By choosing to visit Kyiv days before the first anniversary of the war, Biden has made his involvement personal, and raised the political stakes. The joint appearance with President Zelensky looked like the informal launch of his reelection campaign. For a president saddled with poor approval ratings and a foreign policy nightmare like the botched withdrawal from Afghanistan, it was a bold political manoeuvre. And it means that the war is not likely to end soon.
Western aid is flowing into Ukraine, although Zelensky complains that it is woefully inadequate. Of $40 billion Ukraine received last year, the US alone contributed $30 billion. In a departure from the past policy, Biden also agreed to supply Abrams tanks, nudging German Chancellor Olaf Scholz to send his Leopard tanks as well. Yet, given the calibrated nature of the assistance, the move is unlikely to aid a Ukrainian surge, but will prolong the war.
Moreover, the west is clearly not on the same page regarding the endgame. While the US, the UK, the Baltic states and Poland are keen on dealing Russia a fatal blow, traditional continental powers like Germany, France and Italy have their reservations. French President Emmanuel Macron recently said he was against humiliating Putin and that he did not see an alternative to him. The continental powers favour a more nuanced way to end the war, offering Putin an honourable exit. Their economies are comparatively more integrated with Russia’s and they still wish to factor in Moscow’s vast energy resources. They are also concerned about the war spreading beyond the borders of Ukraine.
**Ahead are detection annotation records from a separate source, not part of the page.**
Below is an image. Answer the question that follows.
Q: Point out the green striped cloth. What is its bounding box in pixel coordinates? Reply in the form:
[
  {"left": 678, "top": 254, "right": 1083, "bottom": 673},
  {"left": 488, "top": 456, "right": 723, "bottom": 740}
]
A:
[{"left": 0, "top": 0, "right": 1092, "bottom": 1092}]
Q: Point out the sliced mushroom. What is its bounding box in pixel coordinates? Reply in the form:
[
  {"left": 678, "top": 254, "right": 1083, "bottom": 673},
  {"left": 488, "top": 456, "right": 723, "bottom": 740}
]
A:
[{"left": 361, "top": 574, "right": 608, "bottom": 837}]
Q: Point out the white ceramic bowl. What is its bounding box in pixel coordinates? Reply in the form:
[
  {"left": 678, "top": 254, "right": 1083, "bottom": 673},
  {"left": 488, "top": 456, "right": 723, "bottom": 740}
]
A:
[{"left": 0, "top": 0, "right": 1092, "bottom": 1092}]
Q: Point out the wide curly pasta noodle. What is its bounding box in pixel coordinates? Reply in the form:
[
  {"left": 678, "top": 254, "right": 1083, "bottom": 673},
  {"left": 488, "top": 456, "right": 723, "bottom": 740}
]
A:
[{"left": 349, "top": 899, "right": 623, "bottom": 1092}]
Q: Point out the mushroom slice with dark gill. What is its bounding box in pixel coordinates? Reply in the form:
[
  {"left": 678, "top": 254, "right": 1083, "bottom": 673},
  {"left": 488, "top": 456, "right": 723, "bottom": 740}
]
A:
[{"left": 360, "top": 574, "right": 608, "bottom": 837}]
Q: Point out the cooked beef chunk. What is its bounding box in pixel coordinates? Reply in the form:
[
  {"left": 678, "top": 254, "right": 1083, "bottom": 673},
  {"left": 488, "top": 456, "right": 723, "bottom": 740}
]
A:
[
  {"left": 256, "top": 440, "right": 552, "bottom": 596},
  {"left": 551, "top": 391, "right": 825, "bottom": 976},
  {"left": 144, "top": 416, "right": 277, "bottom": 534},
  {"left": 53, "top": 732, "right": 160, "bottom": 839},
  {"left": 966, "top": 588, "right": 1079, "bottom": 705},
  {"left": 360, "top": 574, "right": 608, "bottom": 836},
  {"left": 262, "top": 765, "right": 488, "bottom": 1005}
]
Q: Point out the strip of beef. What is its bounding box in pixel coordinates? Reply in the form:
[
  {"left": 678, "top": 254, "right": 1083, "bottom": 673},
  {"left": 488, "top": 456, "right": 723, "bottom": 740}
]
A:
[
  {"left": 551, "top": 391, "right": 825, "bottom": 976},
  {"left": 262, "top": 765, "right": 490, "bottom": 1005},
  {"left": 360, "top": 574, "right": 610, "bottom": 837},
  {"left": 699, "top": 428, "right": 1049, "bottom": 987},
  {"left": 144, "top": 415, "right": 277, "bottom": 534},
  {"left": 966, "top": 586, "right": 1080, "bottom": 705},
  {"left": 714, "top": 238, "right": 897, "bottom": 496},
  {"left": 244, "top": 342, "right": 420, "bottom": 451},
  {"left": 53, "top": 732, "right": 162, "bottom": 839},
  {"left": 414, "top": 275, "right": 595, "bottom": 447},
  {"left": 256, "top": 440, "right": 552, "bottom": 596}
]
A similar divide is visible globally as well. Major non-western powers such as China, India, Brazil and South Africa have refused to criticise Russia and have helped Putin beat the sanctions. The rerouting of Russian hydrocarbons from Europe to Asia has kept energy prices high, helping Putin run his war machine.
Finally, a war of attrition suits Putin as well. Russia will hold presidential elections next year and anything short of a complete withdrawal from Ukrainian territories can be sold to the public as an achievement. With the west supporting Ukraine with money and arms, Putin is unlikely to go for a large scale war. Instead, he might focus on fierce, limited campaigns, causing maximum devastation to Ukrainian infrastructure.
Zelensky has already announced that he will not stop until Ukraine takes back all its territory, including Crimea. Last November, he told a Czech television channel that he would vacation in Crimea after the war. Any sort of climbdown, including a negotiated settlement, would be political suicide for him. After all, the Ukrainians had voted out six presidents in their 30 years of independence.
With Ukraine turning into a pawn in the geopolitical proxy war between Russia and the west, more deaths and devastation can be expected. As the war remains limited within the borders of Ukraine, a negotiated settlement does not seem to be on the mind of anyone, including the United Nations.